Boire jusqu'à ce ma vision se trouble.

Boire jusqu'à ce que la terre se fige.

Boire jusqu'à ce que mon cœur cesse de battre.

Et cet affront illusoire de mon sang qui s'épanche sur le sol maculé de ce putride purgatoire est bien plus cruel que ne le pensais.

Je veux boire pour éviter de souffrir.

Pour que le sang qui coule n'ait aucune conséquence, aucun impact.

Malgré ça, je sens mon corps se vider sous la terrible douleur de l'amour, du regret. Et c'est ainsi que les démons de la haine font un détour jusqu'à mes poumons encrassés par la colère.

Et si je veux boire ce soir, c'est pour oublier.

Pour oublier que je suis amoureux.

D'Enzo.

De Charlie.

Deux êtres vulnérables mais remarquables.

Inaccessibles et attachants.

Qui ont donné un sens à l'amour pourtant dénué de sens.

Et ainsi, de cet acharnement émotionnel, ils emportent avec eux mon cœur brisé et sanguinolent.

Si je veux boire ce soir, c'est pour oublier ces nuits dépravées et perverties, durant lesquelles nos corps, l'un contre l'autre, échauffent notre peau, notre chair.
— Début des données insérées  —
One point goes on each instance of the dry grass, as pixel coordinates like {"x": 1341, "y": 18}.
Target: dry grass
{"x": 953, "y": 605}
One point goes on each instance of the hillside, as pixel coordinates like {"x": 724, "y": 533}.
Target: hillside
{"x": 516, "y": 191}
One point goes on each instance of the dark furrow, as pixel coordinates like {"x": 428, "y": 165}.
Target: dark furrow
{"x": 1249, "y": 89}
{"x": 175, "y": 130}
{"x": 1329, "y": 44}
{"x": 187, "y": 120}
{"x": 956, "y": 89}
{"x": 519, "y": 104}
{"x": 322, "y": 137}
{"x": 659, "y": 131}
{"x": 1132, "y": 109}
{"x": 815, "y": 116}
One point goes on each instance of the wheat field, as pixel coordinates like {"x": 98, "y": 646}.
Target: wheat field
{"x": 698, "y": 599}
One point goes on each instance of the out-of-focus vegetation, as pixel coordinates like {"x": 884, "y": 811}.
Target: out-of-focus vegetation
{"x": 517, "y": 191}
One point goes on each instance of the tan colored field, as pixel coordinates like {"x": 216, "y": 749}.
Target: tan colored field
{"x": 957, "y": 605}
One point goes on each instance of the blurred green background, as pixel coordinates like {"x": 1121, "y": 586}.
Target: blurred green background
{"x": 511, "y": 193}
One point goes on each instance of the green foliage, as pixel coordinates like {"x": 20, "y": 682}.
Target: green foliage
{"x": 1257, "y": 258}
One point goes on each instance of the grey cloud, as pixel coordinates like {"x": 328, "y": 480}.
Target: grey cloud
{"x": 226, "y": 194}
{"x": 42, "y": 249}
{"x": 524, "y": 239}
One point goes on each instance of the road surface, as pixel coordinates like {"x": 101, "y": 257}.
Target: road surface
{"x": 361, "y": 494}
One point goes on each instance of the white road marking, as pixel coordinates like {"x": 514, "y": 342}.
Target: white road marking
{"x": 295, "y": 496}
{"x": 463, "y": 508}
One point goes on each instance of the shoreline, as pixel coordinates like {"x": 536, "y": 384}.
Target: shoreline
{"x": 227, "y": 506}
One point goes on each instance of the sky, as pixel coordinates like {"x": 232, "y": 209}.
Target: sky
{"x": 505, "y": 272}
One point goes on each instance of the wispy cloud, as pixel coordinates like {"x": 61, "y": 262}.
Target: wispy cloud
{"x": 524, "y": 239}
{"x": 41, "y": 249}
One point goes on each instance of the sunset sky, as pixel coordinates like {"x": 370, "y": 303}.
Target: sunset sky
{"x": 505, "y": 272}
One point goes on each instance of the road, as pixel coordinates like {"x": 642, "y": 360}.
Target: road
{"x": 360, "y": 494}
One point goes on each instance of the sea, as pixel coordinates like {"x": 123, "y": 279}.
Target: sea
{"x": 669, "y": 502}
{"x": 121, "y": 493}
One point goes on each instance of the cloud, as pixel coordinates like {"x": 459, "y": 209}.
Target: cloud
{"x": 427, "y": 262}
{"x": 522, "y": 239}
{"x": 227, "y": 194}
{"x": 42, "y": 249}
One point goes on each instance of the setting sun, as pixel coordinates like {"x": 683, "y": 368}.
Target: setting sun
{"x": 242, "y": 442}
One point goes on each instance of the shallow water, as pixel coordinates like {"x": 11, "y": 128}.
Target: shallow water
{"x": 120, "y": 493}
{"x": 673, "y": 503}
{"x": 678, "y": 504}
Des nuits mêlées de constants allés et venus, accompagnées du bruit timide du plaisir en action.

Pour oublier l'envie de leurs lèvres sur les miennes, de leurs mains sur mon corps.

Mais je sais que l'alcool n'est pas assez fort, pas assez puissant, pour détruire ce mal-être constant qui persiste.

Alors je veux boire pour éviter de penser que la vie a meurtri mon cœur déjà brisé.

Une fois de plus.

Parmi toutes ces autres fois.

Profondément, et plus encore.

Et ce soir, je décide de les oublier.

De faire d'eux, les fantômes d'un passé balayé.

Même si j'ai conscience que leur présence va au-delà de l'oubli. Et dépasse l'entendement du possible. M'étant fait à leur chaleur, ce n'est plus qu'une terrible addiction.

Alors je vais boire, pour oublier que j'ai mal.

Mal de les aimer eux.

Vous.

Je pénètre le bar dans lequel j'avais l'habitude d'aller. J'ai éteint mon téléphone parce que je ne cessais de recevoir les appels de Charlie. Et la chose que j'appréhende le plus en ce moment c'est la colère qui se déchainera sur moi plus tôt que je ne peux le concevoir.

Mais, à cet instant, l'unique chose que je souhaite est boire.

Alors je m'adonne aux plaisirs éthyliques que me condamne l'inconscience de perdre la maitrise de mon corps. Je me déchaine, danse parmi ces autres immortels. Et enfin, j'oublie.

J'oublie Charlie et Enzo.

J'oublie que je ne pourrais jamais être l'oncle dont mes neveux ont besoin.